NOT Strength Training Has GREATER Consequences (Cont'd)

Stronger people live longer.   Yet we're so often told how important it is to walk/jog/bike, but hardly ever reminded to do our deadlifts, presses and squats.  Yet, no generation has as much to gain from resistance training. And that's not just for those aged 50-65 years.  It can stretch well beyond. Major gains have been shown in strength trainers in their 80's.  Stronger bones, joints, muscles, heart; greater agility.  And it's not just for men;  women have equal benefits; and potentially greater gains in avoiding falls, and their long-term consequences. (Which are often a slowed up life-style, less exercise, another fall, each step bringing an increased risk of mortality, or reduced life expectation)

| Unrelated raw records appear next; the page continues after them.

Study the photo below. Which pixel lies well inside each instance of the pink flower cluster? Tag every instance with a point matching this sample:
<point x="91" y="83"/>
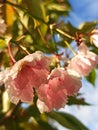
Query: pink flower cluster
<point x="53" y="88"/>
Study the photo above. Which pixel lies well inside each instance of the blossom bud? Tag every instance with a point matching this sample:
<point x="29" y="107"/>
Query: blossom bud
<point x="94" y="37"/>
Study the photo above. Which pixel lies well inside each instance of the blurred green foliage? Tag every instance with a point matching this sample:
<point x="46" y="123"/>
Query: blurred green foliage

A properly-designed strength training program constitutes a much better use of the same amount of time as a “cardio” workout, and provides far more benefits. This is especially true if you are older. We lose muscle mass and strength more rapidly as we age; bones weaken too. Loss of capability is a loss of satisfaction, and a source of regret when one looks back at things one couldn’t or wouldn’t do. There’s also increased risk through accident, injury, slower recovery and less support of bodily systems, such as your metabolism, that strength training provides. It’s the same for both men and women.  And for the first time in known history, this older generation now shows, by many signs, poorer health than the earlier one. (See:  Journal of the American Medical Association- the Comments section gives the conclusions)

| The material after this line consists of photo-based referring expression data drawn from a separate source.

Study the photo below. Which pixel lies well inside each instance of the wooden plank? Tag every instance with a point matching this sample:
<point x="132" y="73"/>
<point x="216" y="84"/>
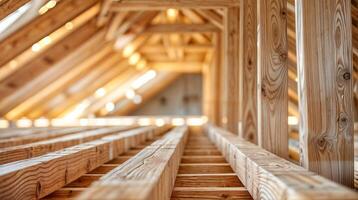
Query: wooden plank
<point x="181" y="28"/>
<point x="208" y="180"/>
<point x="165" y="4"/>
<point x="325" y="90"/>
<point x="16" y="86"/>
<point x="41" y="27"/>
<point x="11" y="154"/>
<point x="149" y="175"/>
<point x="204" y="168"/>
<point x="230" y="75"/>
<point x="203" y="159"/>
<point x="210" y="193"/>
<point x="248" y="65"/>
<point x="9" y="6"/>
<point x="266" y="175"/>
<point x="37" y="177"/>
<point x="40" y="136"/>
<point x="212" y="17"/>
<point x="272" y="76"/>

A strength program can be rigorous enough to make you breathe harder and elevate your heart rate. This gets you in better cardiovascular shape, even though it’s not distance running or cycling. (And it can improve brain-muscle connection to a level that makes you a better cyclist) Contrast this with LSD (long, slow, distance) — the “cardio” usually performed conscientiously by everyone concerned about their health. It makes your heart beat faster, it makes you breathe harder … and that’s about it. Your body quickly adapts and avoids weight loss, especially fat.  Yes, there is a place for “pure” cardio, and it’s great to do if you enjoy it.  But it’s not enough, and has significant risks.  Just do cardio and you lose muscle after a short while...

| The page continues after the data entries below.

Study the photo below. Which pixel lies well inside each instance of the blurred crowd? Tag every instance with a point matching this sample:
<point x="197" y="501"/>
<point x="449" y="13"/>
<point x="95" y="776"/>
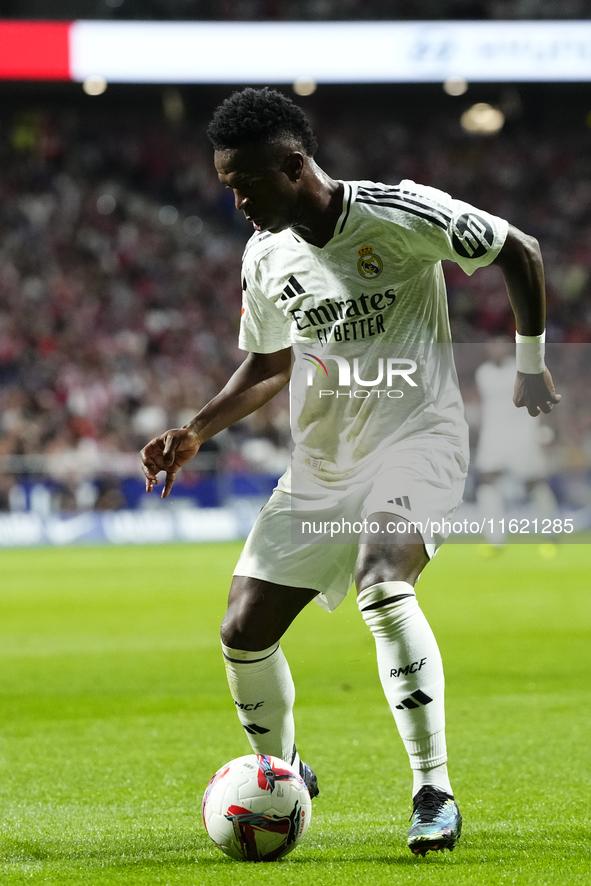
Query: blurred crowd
<point x="120" y="267"/>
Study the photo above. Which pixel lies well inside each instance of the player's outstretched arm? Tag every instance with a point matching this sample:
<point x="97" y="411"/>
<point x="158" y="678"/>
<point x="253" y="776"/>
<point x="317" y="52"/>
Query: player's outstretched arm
<point x="254" y="383"/>
<point x="520" y="260"/>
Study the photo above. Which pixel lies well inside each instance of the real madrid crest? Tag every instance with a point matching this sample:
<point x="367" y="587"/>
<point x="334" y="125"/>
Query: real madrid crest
<point x="369" y="265"/>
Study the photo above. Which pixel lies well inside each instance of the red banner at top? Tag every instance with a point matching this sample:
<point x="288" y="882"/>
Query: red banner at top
<point x="34" y="50"/>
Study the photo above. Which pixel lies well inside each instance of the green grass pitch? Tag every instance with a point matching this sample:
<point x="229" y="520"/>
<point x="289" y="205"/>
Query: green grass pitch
<point x="115" y="713"/>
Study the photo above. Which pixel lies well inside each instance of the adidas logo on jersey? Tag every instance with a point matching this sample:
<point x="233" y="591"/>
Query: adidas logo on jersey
<point x="292" y="289"/>
<point x="403" y="501"/>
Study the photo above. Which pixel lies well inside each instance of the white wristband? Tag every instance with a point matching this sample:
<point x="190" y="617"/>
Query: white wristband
<point x="530" y="353"/>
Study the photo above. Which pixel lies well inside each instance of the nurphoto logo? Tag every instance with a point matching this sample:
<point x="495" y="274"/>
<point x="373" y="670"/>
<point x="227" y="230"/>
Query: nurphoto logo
<point x="389" y="371"/>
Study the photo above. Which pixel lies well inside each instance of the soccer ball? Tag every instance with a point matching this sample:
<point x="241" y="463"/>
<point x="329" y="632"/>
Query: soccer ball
<point x="256" y="808"/>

When the human body is allowed to sit on its ass instead of doing the muscular work that keeps it strong, it is being placed in a situation that its physiology is not designed for. Muscular activity is natural. Inactivity is not. Intellectual pursuits notwithstanding, doing the things that keep you strong may well be the most important things you do.  (This is a condensation of parts an article by Mark Rippetoe, an American coach and writer)

How Healthy Is Resistance (Strength) Training?

This question was posed to a coach, Darren Beattie, a personal trainer and coach in Vancouver, Canada, on, where he has thousands of followers.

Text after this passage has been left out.